If it came to cyber law, it would be years before proper checks would be made on the dissemination of radical ideology through social networking applications, but if it came to a formal education system, the government would be able to exercise its authority to keep a check on the mandate and progress of theological academia; a policy direly needs to be incorporated in Pakistan’s efforts at counter-radicalisation. There is a pressing need for the government to include the dars system into their strategy for merging informal religious education into mainstream pedagogy, while keeping in mind that numerous women rely upon easily (remotely, if it is online) accessible religious education that simply needs to be brought under the jurisdiction of the right authorities for checks and balances. As long as Pakistani women keep turning towards the Internet for informal, home-based education, they are likely to come across radical material on dars websites. The Internet, as a vast realm, cannot be contained, but the means to a state-sanctioned religious education can certainly be standardised.

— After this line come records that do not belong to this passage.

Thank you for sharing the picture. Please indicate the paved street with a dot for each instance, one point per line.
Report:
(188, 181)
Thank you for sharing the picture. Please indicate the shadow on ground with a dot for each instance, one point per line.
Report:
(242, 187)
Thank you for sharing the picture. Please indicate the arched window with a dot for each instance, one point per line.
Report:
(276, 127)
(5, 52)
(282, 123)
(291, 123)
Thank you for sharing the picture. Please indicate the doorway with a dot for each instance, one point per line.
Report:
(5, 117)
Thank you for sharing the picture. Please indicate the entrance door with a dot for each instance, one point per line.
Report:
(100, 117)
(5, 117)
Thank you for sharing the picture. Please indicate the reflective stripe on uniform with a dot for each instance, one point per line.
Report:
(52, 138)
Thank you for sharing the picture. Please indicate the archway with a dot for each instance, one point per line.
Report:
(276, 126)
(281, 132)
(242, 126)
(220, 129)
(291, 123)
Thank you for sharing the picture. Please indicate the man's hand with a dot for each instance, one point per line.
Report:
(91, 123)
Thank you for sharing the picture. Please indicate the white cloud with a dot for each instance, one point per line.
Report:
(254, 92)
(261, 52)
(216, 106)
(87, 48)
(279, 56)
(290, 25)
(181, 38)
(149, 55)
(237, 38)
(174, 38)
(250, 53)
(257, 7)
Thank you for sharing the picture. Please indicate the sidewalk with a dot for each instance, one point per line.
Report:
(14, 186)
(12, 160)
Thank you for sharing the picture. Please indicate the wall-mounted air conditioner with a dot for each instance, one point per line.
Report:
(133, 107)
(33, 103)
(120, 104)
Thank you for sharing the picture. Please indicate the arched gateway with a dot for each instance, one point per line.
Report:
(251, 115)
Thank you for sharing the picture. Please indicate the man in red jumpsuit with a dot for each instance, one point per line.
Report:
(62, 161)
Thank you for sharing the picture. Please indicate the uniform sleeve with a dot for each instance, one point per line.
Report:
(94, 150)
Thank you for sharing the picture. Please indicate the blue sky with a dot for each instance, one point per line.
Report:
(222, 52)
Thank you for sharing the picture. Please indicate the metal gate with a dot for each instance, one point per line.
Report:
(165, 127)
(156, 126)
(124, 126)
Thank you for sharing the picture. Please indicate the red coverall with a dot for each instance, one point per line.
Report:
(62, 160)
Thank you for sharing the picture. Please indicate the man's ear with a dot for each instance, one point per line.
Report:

Radicalisation – even in the most conservative and gender-segregated societies – is never restricted to a sole gender. Ever since Pakistan was immersed in the American-led fight against the USSR in the late 1990s, analysts and experts have looked towards male-centric counter-radicalisation strategies. Assuming that a patriarchal society would prevent its women from participating in the said fight would be ignorant and evasive of the position that women adopt to become pious. To truly understand the process of how individuals within a society are radicalised and then de-radicalised, the role and place of women ought to be studied and understood. An ideal starting point for Pakistani counter-radicalisation authorities would be to examine the transformative experience that female attendees of dars go through and how it impacts their identity and ideology as Pakistani, Muslim women who share a common religion with the Middle East and their language, history and culture with neighbouring India.
Addressing radicalisation in the dars system requires countering advances to be made in real life, as well as in the digital realm. However, no amount of online censoring can truly replace the missing link of a reliable (safe), flexible (timetables/evening classes) and affordable formal education. To truly promote a mainstream system of religious education would require the Pakistani state to provide teaching positions within their universities to qualified scholars who would encourage critical thinking rather than a typically literal or rote-based learning of religion – in their class syllabus as well as in online classes. This move would certainly face backlash from previously self-established teachers who – with their families – have for generations been holding authority (through word-of-mouth promotion) on religious education without due qualification. Naturally, the upholding of a certified and formal religious education would remove them from positions as religious mentors and have them replaced with qualified professors, but it would lead to the kind of deradicalisation that Pakistan needs. The kind that would include, and hopefully empower, women the right way.